I programed the sound bug off the decoder....worked
I installed the sound bug on a DH465......didn't work
Took it off the 465 and reinstalled it .....Smoked the sound bug 

Here is a picture of the DH465 and the SFX004 together I didn't put the screws back in when I took the picture








Is it on the decoder correctly or should it be turned around with the wires facing the the front? 
Just thought of this.......Is it smoking the sound bug because the decoder is hooked up in the Center cab engine, or does that make a difference ? 

Thanks
Richard


----------



## Road Foreman (Jan 2, 2008)

Rich, 

It looks like that is the right way, because if you turn it around the SoundBug will cover the screw holes for mounting the DH465.. 
I could find nothing on there website about how to hook-up the Soundbug to the DH465.. 
That being said I would e-mail Digitrax & ask them, you could also send the picture too.. 

BulletBob


----------



## RCE (Sep 14, 2009)

Bob, 

I called Digitrax, instead of smoking another sound bug I am going to hard wire the SFX004 to the input of the of the DH465. Hope that will take care of the smoking problem. 

Richard


----------



## Greg Elmassian (Jan 3, 2008)

Let me understand, SoundTraxx recommended to NOT use the socket, but did recommend hardwiring?

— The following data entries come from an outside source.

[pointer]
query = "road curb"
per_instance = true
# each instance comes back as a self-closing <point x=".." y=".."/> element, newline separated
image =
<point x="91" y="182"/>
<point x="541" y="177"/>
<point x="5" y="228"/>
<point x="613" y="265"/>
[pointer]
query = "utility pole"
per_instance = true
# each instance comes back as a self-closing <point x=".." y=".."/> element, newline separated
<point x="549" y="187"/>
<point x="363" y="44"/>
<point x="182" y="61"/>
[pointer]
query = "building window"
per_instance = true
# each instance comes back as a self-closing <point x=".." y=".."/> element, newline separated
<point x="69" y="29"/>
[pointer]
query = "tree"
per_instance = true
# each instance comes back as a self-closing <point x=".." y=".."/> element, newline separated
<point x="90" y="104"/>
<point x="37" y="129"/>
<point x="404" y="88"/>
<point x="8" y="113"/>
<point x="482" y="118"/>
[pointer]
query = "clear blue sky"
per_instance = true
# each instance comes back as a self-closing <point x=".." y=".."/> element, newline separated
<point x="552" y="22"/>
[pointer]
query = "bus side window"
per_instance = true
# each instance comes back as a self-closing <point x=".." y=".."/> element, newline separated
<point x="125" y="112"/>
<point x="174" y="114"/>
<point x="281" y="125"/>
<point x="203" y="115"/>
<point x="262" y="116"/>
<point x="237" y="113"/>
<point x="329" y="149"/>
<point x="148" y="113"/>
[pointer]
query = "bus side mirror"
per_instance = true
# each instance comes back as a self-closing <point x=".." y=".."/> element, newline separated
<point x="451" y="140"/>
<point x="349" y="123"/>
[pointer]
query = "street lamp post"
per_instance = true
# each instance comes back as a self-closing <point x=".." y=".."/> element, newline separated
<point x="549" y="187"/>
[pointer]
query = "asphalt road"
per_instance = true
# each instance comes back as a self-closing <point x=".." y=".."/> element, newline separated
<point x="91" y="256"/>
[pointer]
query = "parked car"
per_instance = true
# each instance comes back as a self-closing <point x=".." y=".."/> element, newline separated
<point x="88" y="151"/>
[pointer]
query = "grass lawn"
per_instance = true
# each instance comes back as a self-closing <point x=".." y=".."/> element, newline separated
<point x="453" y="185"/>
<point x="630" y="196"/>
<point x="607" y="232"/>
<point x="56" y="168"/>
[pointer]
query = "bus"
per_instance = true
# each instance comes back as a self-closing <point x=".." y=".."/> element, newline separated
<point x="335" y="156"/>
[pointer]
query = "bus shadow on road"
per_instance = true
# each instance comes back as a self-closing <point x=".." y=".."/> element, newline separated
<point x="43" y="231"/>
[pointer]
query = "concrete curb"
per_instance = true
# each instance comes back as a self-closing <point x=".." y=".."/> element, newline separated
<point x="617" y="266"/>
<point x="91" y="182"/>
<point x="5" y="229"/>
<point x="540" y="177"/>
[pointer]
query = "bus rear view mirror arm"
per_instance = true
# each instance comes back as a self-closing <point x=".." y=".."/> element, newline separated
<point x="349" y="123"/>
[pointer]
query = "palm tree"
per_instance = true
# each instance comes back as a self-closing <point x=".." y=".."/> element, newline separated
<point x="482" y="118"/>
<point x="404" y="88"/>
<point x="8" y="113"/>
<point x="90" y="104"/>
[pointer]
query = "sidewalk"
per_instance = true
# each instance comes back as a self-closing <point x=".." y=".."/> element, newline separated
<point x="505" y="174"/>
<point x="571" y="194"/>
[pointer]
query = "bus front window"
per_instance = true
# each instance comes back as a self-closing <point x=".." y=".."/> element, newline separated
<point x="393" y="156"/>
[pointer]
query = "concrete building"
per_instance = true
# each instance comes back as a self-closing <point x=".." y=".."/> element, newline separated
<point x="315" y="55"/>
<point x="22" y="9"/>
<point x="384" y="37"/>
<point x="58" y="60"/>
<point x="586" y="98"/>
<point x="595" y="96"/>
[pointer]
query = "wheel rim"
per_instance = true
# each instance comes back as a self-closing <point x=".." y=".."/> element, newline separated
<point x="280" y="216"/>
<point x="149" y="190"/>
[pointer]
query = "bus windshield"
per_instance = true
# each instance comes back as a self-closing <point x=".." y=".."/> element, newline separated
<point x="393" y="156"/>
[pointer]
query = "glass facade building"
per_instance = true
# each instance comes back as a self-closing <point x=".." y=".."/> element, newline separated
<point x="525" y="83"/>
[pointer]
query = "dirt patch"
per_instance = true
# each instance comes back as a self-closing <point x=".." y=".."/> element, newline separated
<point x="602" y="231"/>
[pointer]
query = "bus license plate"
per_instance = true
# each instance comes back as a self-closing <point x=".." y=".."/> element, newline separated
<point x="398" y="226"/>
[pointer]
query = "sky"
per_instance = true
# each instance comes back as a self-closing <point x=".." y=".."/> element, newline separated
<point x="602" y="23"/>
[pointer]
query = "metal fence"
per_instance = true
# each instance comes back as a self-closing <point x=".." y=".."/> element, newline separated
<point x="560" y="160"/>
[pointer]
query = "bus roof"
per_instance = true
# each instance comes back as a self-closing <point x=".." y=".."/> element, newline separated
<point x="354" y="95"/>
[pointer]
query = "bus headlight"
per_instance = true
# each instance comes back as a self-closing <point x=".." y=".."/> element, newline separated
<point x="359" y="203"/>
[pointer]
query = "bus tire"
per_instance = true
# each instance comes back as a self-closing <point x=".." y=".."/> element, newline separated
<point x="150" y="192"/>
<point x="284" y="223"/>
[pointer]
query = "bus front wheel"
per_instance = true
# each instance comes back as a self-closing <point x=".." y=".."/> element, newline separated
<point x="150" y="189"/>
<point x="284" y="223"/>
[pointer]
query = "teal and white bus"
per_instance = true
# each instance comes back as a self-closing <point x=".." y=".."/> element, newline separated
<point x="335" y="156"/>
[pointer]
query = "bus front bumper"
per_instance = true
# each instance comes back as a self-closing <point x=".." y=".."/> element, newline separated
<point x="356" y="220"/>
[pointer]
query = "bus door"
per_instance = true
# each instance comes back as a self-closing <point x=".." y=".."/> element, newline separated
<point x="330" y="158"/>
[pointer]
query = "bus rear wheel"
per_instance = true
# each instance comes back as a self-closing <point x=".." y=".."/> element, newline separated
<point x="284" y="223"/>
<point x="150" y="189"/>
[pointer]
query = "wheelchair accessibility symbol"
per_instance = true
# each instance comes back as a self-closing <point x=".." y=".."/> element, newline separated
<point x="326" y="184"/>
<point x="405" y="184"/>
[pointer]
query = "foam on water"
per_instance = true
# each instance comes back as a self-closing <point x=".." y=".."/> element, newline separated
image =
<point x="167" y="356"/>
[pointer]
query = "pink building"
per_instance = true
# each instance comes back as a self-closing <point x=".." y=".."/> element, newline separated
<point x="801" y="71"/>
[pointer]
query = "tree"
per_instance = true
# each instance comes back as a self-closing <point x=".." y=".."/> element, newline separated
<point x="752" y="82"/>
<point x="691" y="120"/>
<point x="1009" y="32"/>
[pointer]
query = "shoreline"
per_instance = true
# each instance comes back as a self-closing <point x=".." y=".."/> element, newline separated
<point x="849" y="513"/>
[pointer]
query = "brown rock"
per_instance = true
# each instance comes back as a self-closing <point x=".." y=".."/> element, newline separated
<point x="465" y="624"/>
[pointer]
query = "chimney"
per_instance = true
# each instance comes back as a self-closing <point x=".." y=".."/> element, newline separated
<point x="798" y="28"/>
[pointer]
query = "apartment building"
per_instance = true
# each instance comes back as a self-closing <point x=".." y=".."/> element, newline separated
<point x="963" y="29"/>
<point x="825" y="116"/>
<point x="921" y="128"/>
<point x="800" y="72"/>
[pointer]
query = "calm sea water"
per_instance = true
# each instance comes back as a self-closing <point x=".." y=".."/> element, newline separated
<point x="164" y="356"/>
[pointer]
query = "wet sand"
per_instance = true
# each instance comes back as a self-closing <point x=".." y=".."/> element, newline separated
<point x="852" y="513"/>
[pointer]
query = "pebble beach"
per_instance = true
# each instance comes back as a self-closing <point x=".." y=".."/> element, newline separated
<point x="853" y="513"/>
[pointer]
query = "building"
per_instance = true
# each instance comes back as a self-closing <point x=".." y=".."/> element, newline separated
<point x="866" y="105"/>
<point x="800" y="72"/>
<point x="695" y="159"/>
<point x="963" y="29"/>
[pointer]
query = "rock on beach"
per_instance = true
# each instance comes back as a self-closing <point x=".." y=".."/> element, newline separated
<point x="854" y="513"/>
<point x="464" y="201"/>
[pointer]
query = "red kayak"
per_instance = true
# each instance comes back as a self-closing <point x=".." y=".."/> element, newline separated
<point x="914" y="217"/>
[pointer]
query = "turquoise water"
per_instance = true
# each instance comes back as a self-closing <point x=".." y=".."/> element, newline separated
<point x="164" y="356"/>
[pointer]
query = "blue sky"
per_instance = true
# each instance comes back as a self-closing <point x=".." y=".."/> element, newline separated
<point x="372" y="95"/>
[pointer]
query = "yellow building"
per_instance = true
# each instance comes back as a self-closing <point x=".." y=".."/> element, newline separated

Weird... 

Did you have the orientation correct? 

Thanks, Greg


----------



## RCE (Sep 14, 2009)

Greg 

The sound bug SFX004 is Digitrax not Soundtraxx. Tech service said it was, he just asked what voltage I had on the track, I am using for decoder setup is a 16.8 volt battery. 
The sound Bug can be used as a track side sound if you want to.So a told him I would wire it to the track input of the DH465 so I would not smoke another board.He said that would work. 

Richard


----------